How we got to the complete foods
A short journey inside human food evolution
In the last years it is known that the so-called “complete foods” are gaining more and more complete market share with growth levels, year after year, with three figures.
A country like ours (Italy), which has no part of the most important, if not the most important in the world in terms of culinary and gastronomic culture, cannot but play its part in the game of food innovation.
The goal is to direct this inevitable evolution towards the search for eco-sustainable foods, but at the same time able to guarantee the right human well-being deriving from the use of a healthy and tasty food.
Because history teaches us that the evolution of man is intimately linked also to the whole evolution of his diet.
In the Paleolithic man was a hunter / gatherer: he ate what the environment could provide in his daily wanderings.
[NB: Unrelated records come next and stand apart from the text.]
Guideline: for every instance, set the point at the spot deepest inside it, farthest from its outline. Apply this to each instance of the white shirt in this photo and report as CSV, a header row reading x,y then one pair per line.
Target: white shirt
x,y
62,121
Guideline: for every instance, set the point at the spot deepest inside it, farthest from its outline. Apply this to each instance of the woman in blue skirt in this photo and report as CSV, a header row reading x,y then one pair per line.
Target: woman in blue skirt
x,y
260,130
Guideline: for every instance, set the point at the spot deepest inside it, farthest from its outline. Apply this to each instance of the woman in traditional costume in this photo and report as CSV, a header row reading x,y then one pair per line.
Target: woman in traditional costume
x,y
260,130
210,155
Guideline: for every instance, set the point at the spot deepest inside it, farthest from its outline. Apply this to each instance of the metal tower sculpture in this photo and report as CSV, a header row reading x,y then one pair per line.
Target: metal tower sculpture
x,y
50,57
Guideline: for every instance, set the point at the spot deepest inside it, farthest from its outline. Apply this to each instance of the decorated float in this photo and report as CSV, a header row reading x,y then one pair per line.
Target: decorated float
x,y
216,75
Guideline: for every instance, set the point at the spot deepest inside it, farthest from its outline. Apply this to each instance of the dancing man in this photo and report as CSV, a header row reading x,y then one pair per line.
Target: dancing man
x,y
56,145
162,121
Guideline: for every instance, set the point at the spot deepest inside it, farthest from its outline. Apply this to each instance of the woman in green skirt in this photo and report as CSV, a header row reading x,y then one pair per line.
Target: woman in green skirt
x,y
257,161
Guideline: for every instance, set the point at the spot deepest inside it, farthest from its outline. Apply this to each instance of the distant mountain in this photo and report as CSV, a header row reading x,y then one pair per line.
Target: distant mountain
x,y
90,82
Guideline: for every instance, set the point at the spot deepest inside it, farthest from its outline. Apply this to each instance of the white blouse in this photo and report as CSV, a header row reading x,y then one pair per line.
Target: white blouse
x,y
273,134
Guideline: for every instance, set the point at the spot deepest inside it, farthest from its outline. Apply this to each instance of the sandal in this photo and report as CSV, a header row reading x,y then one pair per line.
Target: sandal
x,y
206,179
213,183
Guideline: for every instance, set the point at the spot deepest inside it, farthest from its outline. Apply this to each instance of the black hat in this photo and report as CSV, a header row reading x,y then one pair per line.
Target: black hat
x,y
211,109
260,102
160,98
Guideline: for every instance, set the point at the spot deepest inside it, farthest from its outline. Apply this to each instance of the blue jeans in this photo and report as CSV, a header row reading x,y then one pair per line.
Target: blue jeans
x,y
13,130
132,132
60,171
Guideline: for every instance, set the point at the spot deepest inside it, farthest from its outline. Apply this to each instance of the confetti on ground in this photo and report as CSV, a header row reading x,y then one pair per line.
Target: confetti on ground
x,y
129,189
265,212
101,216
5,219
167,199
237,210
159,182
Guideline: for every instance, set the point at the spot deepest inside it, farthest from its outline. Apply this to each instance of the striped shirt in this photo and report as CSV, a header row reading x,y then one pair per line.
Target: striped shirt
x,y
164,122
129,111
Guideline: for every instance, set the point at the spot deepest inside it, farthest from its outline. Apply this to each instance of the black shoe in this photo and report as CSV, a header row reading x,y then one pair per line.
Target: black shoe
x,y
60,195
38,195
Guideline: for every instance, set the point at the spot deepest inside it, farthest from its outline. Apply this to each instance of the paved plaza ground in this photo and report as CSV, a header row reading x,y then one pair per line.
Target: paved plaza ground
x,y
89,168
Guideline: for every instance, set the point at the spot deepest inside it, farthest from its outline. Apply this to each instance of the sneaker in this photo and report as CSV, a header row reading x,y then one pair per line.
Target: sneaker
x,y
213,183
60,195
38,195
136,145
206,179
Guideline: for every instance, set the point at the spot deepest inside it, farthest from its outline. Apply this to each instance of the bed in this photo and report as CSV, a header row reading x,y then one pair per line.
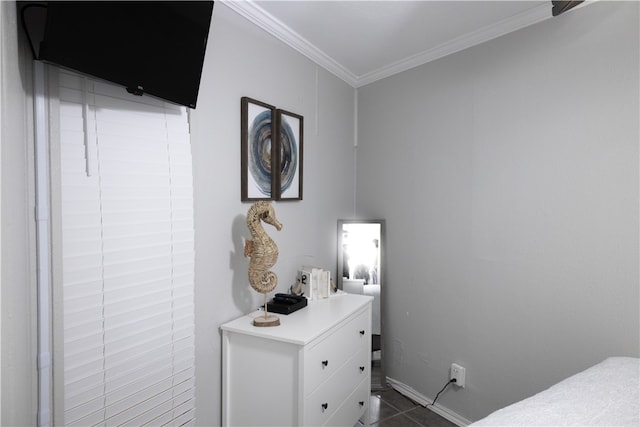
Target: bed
x,y
357,286
604,395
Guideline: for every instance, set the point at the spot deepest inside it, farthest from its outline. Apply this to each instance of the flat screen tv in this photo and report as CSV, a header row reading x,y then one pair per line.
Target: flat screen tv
x,y
149,47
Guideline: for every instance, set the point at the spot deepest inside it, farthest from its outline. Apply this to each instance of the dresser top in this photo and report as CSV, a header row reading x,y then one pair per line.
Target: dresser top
x,y
306,324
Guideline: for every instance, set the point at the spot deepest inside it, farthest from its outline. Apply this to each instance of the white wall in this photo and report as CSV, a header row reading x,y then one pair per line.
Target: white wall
x,y
19,382
243,60
508,175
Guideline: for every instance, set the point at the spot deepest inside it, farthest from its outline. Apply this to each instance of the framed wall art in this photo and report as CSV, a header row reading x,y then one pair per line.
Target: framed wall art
x,y
258,152
288,176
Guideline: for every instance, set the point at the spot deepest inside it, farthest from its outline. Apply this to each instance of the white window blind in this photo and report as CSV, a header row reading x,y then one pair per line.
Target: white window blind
x,y
128,257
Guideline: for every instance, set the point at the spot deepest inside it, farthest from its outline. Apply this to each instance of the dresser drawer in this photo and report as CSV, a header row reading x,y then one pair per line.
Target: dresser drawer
x,y
323,359
331,394
354,406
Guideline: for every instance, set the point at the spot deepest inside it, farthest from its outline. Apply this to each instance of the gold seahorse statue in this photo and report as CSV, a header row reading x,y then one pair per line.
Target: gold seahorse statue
x,y
263,253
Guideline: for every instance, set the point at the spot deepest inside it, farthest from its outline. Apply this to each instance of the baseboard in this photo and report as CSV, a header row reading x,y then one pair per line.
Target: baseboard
x,y
444,412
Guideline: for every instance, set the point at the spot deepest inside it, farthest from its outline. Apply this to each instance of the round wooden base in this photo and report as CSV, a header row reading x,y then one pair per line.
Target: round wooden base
x,y
268,320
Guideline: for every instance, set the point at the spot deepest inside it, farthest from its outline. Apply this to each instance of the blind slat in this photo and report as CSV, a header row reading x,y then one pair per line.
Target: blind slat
x,y
128,258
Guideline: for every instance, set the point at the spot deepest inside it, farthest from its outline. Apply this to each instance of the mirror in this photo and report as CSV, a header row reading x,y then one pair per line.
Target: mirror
x,y
361,271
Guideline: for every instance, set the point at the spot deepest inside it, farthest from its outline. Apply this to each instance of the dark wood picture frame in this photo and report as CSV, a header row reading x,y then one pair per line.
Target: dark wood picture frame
x,y
289,150
258,150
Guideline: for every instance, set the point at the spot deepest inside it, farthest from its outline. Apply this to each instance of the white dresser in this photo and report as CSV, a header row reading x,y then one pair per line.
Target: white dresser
x,y
312,370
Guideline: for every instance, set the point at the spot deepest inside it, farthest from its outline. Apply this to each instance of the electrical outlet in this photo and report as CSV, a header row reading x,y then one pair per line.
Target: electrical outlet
x,y
458,373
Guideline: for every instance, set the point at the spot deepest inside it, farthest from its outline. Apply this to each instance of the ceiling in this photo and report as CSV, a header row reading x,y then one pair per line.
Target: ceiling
x,y
364,41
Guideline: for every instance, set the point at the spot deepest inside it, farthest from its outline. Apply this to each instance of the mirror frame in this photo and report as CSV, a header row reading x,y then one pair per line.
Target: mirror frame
x,y
383,282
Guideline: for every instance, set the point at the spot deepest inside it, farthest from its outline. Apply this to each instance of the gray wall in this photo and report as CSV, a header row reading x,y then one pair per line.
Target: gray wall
x,y
243,60
508,175
511,201
19,382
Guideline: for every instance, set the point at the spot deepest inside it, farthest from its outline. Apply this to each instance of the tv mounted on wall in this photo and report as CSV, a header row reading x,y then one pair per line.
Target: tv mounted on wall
x,y
149,47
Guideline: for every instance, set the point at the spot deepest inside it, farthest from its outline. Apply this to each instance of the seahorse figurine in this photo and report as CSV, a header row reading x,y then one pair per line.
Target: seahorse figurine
x,y
263,253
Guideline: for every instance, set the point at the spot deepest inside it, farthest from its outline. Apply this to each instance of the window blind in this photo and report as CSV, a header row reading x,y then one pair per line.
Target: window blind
x,y
128,257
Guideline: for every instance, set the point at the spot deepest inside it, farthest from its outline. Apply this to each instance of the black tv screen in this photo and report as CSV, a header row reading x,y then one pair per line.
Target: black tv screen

So seeds, tubers, roots, fruits; but also small animals, bird eggs and what man has found in his daily progress, always careful not to turn himself into the food of other great predators, such as large cats or wolf packs.
With the domain of fire, man has eaten cooking food, thus being able to make a first improvement over the previous period, even if cooking meat has eliminated some problems of hygiene and digestibility.
But it was the passage of agriculture that allowed man to produce greater quantities of food than those used by the collector / hunter. The farmer is almost immediately supported by the farmer and the wheat flour and more often the barley flour have become part of the daily diet. As for meat and fish, conservation has always been a problem, especially in hot places; drying, smoking and salting have been for centuries the possible answers to the need for conservation of animal proteins.
Obviously the breeding of cattle, as well as sheep and goats, is allowed to humans to access the man and his derivatives (cheese, butter, yogurt). Another effect of the transition to agriculture is linked to the discovery of beverages such as beer and wine, which only the farmer, as a sedentary man, used from fields planted with vines or cereals.
With the passing of the centuries, which saw the power evolve also based on the location of the different civilizations (Egyptian, Mesopotamian, Phoenician, Etruscan, Greek, etc.), with the fall of the Roman empire we reach the Middle Ages, in which phenomena of widespread poverty and famine have created serious problems for a large slice of the population and pushed towards a predominantly vegetarian diet, based on legumes that provided different types of flour. But in the Middle Ages, new foods began to be introduced, such as eggplant and sugar cane from India.
With the subsequent discovery of new continents new foods have arrived, such as potatoes, tomatoes and corn, which becomes a staple food for many farmers in the form of polenta.
But it is the potato, which has its origin in Peru and Mexico (cultivated since the time of the Aztecs and the Incas) which arrived in Europe around the sixteenth century, which has contributed most to solving many situations of food shortages (ie in the Eighteenth century Ireland). Despite many initial suspicions (maybe we will write an article about how in the whole history of man food innovations are initially with distrust on the part of many, starting precisely from the history of the potato) the potato then became established in European cuisine. It is nutritious, rich in starch, but has a relatively low caloric content (80 Kcal per 100 grams, against the average 270 Kcal of the bread and about 350 of the semolina pasta …) and thanks to its versatility it is a vegetable product to which Many forms of preparation and recipes have been dedicated.
And we come to the present day, also marked by the need to alternate convivial food (with family and friends, typically on weekends or evenings) with a food that is easy to eat, but healthy and nutritious: in fact, being able to feed quickly while you it copes with the inevitable daily movements to fulfill its daily work commitments, it allows us to carve out some time to dedicate to ourselves (perhaps going to the gym or swimming).
The “complete food” were also born to give an answer to these new needs, and Bivo is the Italian proposal for the complete food market that represents the spearhead of the new and modern world of foodtech.
Bivo is the first and for now the only Made in Italy proposal.
As in past centuries, even today “man is what he eats”; and given that Feuerbach’s motto is still valid it is our duty to avoid “junk food” and to feed on food with a low glycemic index but with a complete amino acid profile, possibly without ingredients of animal origin, without preservatives and which , after eating, they guarantee excellent digestibility and a gradual and constant energy release over time. And that’s why we created Bivo.